La politique ajoute une autre variable. Le mandat de Jerome Powell se termine en mai 2026, et une nouvelle nomination semble peu probable. Trump a critiqué Powell pour sa lenteur dans la réduction des taux et a suggéré que son successeur accélérerait le processus. La signalisation : s’attendre à une direction plus dovish.
Les principaux prévisionnistes s’attendent largement à plusieurs coupures en 2026. Mark Zandi, économiste en chef de Moody’s, anticipe des coupures, mais pas parce que l’économie américaine est en plein essor — plutôt parce qu’elle marche sur une corde raide. Goldman Sachs, Morgan Stanley, Bank of America, Wells Fargo, Nomura et Barclays prévoient tous deux coupures pour 2026, ce qui porterait la cible des fonds fédéraux à 3,00 %–3,25 %. Goldman vise mars et juin ; Nomura suggère juin et septembre.
EUR/USD en 2026 : deux scénarios possibles
La direction de l’euro en 2026 dépend essentiellement de si la croissance européenne tient bon pendant que la Fed continue d’assouplir, ce qui implique une baisse des taux. La différence de taux d’intérêt compte, mais les marchés négocient autant l’histoire que l’écart.

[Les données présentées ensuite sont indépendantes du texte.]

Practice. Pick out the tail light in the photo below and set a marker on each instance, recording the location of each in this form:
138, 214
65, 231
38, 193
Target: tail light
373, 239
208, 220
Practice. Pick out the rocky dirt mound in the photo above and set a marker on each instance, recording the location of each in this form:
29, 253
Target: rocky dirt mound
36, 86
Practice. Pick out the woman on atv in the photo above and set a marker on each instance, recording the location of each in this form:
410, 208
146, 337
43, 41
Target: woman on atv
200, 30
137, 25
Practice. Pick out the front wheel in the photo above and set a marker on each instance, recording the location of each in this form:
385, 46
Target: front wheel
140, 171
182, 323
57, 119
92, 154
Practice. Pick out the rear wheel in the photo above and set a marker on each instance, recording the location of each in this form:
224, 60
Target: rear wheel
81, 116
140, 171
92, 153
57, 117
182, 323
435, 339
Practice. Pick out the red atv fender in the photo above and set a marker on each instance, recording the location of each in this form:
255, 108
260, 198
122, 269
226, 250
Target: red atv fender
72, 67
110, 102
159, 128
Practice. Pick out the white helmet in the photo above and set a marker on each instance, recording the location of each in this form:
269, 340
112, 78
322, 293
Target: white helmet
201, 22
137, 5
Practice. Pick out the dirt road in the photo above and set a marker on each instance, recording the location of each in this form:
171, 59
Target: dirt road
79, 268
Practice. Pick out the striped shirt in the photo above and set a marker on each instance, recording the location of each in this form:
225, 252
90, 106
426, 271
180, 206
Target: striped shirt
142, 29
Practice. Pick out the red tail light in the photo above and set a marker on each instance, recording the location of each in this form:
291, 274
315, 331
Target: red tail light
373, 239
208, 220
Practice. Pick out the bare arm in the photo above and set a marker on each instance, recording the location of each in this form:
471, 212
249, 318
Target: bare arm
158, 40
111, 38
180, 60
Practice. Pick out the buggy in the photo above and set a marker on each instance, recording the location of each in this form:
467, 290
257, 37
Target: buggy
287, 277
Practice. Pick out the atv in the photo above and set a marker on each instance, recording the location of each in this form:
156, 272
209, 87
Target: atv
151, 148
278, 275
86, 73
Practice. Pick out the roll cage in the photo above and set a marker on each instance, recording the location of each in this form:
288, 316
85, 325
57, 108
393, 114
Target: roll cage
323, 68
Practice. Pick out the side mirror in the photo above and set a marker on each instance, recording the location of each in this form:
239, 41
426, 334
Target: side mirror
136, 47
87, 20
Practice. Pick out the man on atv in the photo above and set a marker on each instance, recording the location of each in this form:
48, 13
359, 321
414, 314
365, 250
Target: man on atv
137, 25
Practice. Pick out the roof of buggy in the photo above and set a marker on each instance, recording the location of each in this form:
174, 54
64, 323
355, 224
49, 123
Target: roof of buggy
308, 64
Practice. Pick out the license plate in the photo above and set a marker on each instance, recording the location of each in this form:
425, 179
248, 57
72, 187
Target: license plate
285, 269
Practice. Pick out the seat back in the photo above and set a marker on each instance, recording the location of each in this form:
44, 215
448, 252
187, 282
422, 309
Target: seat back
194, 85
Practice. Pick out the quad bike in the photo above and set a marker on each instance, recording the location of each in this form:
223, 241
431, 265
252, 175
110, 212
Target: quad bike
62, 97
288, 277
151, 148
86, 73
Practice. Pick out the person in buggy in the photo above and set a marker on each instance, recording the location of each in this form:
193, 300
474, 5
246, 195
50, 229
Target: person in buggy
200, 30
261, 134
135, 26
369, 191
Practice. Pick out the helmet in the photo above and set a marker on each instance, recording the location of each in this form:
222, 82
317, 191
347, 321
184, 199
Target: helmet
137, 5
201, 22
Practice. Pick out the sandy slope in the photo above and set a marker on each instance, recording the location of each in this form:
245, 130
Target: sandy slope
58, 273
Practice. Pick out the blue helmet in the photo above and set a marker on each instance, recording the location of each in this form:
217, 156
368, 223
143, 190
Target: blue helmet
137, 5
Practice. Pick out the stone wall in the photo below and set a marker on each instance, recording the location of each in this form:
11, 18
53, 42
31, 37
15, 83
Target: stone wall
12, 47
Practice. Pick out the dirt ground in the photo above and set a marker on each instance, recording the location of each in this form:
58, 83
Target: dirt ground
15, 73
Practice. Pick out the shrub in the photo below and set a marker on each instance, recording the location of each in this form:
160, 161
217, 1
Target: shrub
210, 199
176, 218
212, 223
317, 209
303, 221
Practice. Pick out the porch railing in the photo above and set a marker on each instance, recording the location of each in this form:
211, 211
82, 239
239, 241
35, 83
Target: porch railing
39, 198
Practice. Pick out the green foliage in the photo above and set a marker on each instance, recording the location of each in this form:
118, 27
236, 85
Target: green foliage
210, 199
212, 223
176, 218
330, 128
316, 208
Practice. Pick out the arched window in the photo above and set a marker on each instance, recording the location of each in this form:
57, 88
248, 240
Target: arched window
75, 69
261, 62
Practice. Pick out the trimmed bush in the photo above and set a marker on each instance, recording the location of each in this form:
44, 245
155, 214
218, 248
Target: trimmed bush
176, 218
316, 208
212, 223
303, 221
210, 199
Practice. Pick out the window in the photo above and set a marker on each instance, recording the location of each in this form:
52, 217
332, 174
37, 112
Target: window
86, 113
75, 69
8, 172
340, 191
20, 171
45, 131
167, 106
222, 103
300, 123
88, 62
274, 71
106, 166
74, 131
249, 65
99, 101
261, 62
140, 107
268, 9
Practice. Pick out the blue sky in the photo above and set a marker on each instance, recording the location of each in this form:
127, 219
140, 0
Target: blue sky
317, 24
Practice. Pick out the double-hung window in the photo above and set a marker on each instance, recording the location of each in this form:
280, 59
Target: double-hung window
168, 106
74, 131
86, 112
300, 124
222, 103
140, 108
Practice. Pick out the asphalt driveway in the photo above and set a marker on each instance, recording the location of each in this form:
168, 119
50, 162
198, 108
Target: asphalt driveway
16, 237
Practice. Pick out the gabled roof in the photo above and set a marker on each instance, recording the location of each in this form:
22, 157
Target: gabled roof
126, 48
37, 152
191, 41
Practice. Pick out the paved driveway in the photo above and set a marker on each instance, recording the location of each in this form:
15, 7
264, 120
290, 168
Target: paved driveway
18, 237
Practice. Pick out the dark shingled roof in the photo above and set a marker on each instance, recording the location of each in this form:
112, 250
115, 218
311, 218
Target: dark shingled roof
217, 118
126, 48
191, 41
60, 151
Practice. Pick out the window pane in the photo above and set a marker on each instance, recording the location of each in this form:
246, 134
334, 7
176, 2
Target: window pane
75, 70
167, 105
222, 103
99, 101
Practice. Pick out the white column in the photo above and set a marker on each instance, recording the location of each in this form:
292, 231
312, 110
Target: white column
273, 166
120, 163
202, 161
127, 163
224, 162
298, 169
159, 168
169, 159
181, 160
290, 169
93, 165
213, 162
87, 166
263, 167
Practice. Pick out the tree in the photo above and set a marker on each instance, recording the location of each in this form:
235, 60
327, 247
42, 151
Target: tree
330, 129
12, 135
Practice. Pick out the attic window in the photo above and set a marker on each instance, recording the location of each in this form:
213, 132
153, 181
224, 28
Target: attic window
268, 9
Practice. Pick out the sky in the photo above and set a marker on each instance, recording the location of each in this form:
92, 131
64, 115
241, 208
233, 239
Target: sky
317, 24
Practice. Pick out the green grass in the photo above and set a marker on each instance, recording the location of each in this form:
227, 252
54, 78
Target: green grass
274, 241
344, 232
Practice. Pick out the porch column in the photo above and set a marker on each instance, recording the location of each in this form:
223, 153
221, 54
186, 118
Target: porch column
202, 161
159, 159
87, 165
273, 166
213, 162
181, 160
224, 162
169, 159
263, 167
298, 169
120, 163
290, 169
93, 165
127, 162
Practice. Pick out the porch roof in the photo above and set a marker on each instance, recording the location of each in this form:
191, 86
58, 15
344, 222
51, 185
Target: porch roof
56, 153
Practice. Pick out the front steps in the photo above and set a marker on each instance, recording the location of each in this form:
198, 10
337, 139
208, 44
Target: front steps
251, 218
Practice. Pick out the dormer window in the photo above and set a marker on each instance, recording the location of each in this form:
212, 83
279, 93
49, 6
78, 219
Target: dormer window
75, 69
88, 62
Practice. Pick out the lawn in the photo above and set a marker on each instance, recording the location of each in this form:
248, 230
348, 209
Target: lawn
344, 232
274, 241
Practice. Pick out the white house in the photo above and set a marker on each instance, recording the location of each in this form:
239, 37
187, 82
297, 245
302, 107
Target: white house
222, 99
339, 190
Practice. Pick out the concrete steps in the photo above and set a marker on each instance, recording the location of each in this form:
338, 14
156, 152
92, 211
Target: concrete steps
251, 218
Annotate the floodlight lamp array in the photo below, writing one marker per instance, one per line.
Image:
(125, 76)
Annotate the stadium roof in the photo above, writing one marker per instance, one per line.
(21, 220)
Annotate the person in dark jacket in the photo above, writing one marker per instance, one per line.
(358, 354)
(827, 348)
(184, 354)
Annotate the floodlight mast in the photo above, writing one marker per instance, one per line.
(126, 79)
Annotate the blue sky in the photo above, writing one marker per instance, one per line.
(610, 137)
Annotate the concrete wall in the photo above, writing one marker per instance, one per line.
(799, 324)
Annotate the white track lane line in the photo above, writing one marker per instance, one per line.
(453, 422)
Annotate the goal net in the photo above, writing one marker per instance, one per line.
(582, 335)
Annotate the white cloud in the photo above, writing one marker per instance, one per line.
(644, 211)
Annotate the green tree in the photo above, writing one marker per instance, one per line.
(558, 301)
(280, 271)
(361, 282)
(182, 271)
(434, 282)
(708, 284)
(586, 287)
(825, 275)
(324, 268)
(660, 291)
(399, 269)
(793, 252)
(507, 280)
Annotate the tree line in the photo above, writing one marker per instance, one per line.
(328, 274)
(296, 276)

Scénario un : l’Europe traverse la tempête, la Fed continue de couper
Si la croissance de la zone euro reste au-dessus de 1,3 % et que l’inflation augmente lentement, la BCE reste sur place. Avec la Fed qui coupe deux fois et la BCE en pause, l’écart de rendement se réduit. Historiquement, cela soutient l’euro. UBS Global Wealth Management (EMEA CIO Themis Themistocleous) soutient cette vision : l’EUR/USD pourrait grimper vers 1,20 d’ici mi-2026.
Scénario deux : ralentissement européen et choc commercial
Si la croissance chute en dessous de 1,3 % et que les vents contraires commerciaux se font sentir, la BCE pourrait pencher vers des coupures pour soutenir l’activité. Cela inverserait la tendance. L’EUR/USD reviendrait probablement de ses sommets de 2025 vers 1,13 en support, ou potentiellement jusqu’à 1,10.
Où en sont les banques
Les prévisions divergent parce que les hypothèses diffèrent :
Citi prévoit que le dollar se renforcera, avec un EUR/USD à 1,10 d’ici 2026. Leur thèse : la croissance américaine repart à la hausse et la Fed coupe moins que ce que le marché anticipe. Ils voient un point bas potentiel autour de 1,10 au troisième trimestre 2026 — soit une baisse d’environ 6 % par rapport aux niveaux actuels de 1,1650.
UBS adopte une position haussière sur l’euro : si la BCE maintient ses taux et que la Fed coupe, cette compression des rendements soutient la devise. Leur objectif : 1,20 d’ici mi-2026.
En résumé
L’EUR/USD en 2026 dépend essentiellement de si la croissance européenne reste suffisamment solide pour maintenir la BCE ancrée, tandis que la Fed poursuit son assouplissement, ce qui implique une série de réductions de taux. Si 2026 se déroule selon le scénario « la Fed coupe, l’Europe tient bon », l’EUR/USD tendra à la hausse. Si cela devient « l’Europe flanche, les chocs commerciaux s’accélèrent, la BCE suit », alors 1,13 et 1,10 ne seront plus seulement des cibles théoriques — elles deviendront des objectifs concrets. Les 12 prochains mois dépendront du flux de données, des messages de la Fed, et de savoir si les guerres commerciales restent théoriques ou deviennent réalité.